Mailer-daemon is the usual name of an MTA or MDA when it generates error email messages to return to the sender. Common causes include: bad user-name (destination MTA will bounce the email, which means return it to the sender with an explanation as to what happened), bad hostname (sender's MTA will bounce it), destination MTA is down (Sender's MTA—actually, the MTA immediately upstream of the destination—will try for a while and then send a warning. If the destination server never responds then the MTA will eventually give up and will bounce the email).
A mail store is where email is stored on disk,
in one or more mailboxes (or mail folders).
The MDA stores email there, and the MAA
(or sometimes the recipient’s MUA) fetches email from there.
The default, standard location for a user's incoming email is a file named
/var/mail/name
, but this can be configured to a different
location (as long as all the software used, MUA, MDA,
and MAA, uses the same location and format).
The original (and still common) mailbox format is known as
MBOX, which has one file for each mailbox or mail folder.
Newer formats include
Maildir and
Maildir++.
These (and other) formats use one folder (directory) per mailbox, with each
message in a separate file.
(Microsoft Outlook uses propriety file formats such as “PST”).
Email may also be stored in databases.
Whenever your email is stored on a server, it is subject to some email policy (such as quota limits). You can view HCC's email policy at www.hccfl.edu/oit/email-storage-policy.aspx.
The various mail components communicate between each other using protocols. Examples of some used for email are SMTP, POP, and IMAP. (Demo SMTP protocol by sending to wpollock@hccfl.edu. Show email “Received” headers to show the hops taken, by logging into Outlook, select the email, Actions→View original message. In the pop up window, click on the Message Details button.)

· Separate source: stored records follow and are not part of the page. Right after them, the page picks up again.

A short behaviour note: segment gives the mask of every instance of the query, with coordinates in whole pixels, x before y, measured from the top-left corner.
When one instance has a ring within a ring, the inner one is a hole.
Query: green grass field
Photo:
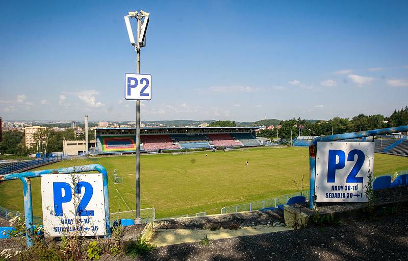
[[[203,211],[208,214],[217,213],[225,206],[299,191],[303,176],[304,187],[309,189],[308,152],[306,148],[291,147],[142,155],[142,208],[154,207],[158,218]],[[245,165],[246,160],[249,162],[248,166]],[[130,209],[134,209],[134,155],[66,160],[41,169],[93,163],[100,164],[108,170],[111,179],[111,211],[129,210],[116,189]],[[123,177],[123,184],[113,183],[114,169]],[[375,154],[375,175],[405,170],[408,170],[406,157]],[[40,178],[32,181],[34,215],[41,216]],[[21,181],[0,184],[0,206],[23,210]]]

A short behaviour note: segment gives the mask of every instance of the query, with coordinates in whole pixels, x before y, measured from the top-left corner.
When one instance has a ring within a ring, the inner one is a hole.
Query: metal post
[[[137,16],[137,39],[140,35],[140,19]],[[138,44],[138,43],[136,43]],[[140,73],[140,48],[136,48],[137,62],[136,72]],[[142,223],[140,218],[140,101],[136,101],[136,218],[135,224]]]

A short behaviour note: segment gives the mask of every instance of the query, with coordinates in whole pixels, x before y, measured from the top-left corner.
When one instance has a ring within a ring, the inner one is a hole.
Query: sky
[[[134,121],[123,20],[149,12],[142,121],[389,116],[408,105],[408,1],[2,1],[3,120]]]

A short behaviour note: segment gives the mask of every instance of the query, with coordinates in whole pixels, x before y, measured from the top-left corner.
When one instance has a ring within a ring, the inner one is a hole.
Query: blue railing
[[[29,161],[19,161],[14,164],[9,165],[0,169],[0,175],[20,172],[30,169],[34,169],[37,167],[43,166],[52,163],[60,161],[63,159],[67,159],[69,158],[69,156],[61,155],[36,159]]]
[[[401,144],[401,143],[402,143],[404,140],[406,140],[406,139],[403,139],[403,138],[401,138],[401,139],[398,139],[398,140],[397,140],[395,143],[393,143],[391,145],[390,145],[390,146],[386,147],[385,148],[384,148],[384,149],[382,150],[382,151],[384,152],[387,152],[388,151],[389,151],[391,149],[393,149],[393,148],[395,148],[396,147],[397,147],[397,146],[398,146],[400,144]]]

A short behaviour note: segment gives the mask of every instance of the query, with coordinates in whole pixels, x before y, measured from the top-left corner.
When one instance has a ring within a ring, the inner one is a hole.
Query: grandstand
[[[259,128],[142,128],[140,152],[260,146],[262,144],[254,135]],[[135,153],[135,131],[134,128],[98,128],[95,130],[98,153]]]
[[[241,141],[243,147],[260,146],[261,142],[251,133],[234,133],[233,138]]]

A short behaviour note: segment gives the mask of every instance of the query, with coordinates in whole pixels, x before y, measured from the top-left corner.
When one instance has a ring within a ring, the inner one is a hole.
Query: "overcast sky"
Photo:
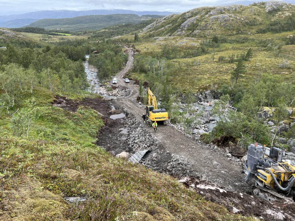
[[[237,0],[238,1],[238,0]],[[126,9],[182,12],[234,0],[0,0],[0,15],[43,10]]]

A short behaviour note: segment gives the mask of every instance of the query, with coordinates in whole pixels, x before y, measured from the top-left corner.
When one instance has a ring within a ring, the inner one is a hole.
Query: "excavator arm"
[[[156,99],[156,97],[153,94],[149,87],[148,88],[148,105],[152,105],[154,107],[154,110],[158,109],[157,99]]]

In the old days email was plain ASCII text, which takes only seven bits of each byte. Much of the early Internet dropped the 8th bit of every byte to gain a 12.5% speedup. Naturally this won't work with binary files such as GIFs, binary data files, or programs. So these needed to be encoded (in essence adding a zero bit after every seventh bit) when sent, and decoded by the recipient. Here's how this was done:
uuencode filename filename > file.uu mail recipient < file.uu
The encoded file is copied into the body of the outgoing email. Once delivered the recipient would have to save the body, edit it to remove all but the encoded file, and decode the file:
mail ... save received email body in “file.uu” ... uudecode file.uu
What a pain! Besides this problem, plain text email is... plain-looking. Early business adopters of email wanted better looking email with features such as bold, italics, underline, justified text, and color.
MIME (Multipurpose Internet Mail Extensions) is a protocol (actually, an encoding, or type of formatting, of the email body) that MUAs use to provide styled text demanded by business users of early email. Today that isn't important (as we now use HTML for email with styles, graphics, and fancy formatting). But most importantly MIME supports multi-part email messages. This is when the body of the message is split into several parts, separated by a MIME separator string, where each part contains its own headers and is automatically encoded and decoded. Each of these parts are known as an attachment. Note that MIME is invisible to MTAs, MDAs, and MAAs, which only see a single message body with some weird stuff in it. (Virus scanners do know about attachments, of course.)
Today much of the Internet uses all eight bits of a byte, but not all of it so encoding is still used. MIME uses a technique known as Base-64 encoding (RFC-4648). MIME is defined by RFC-2045.
View a sample email message that uses MIME attachments.
Even though HTML or PDF attachments make for attractive email, the information they contain should always be available as plain text in the body. Aside from security concerns about opening attachments (even simple graphics), the bodies of email messages can be searched; attachments generally cannot.
Many old command line MUAs exist, the most popular of
those is mailx
.
However old mailx
doesn't know about MAAs
or MIME.
An updated compatible MUA nail
is
available (nail = new mail?).
nail
is often installed under the name mailx
on Linux and some Unix systems.
These older MUAs are still valuable because some of
them (mailx
but not alpine
) can be used
non-interactively to send mail from a shell script, and because
system administrators often use command line access to
Unix/Linux servers via
SSH
and may need to read or send mail directly from that server.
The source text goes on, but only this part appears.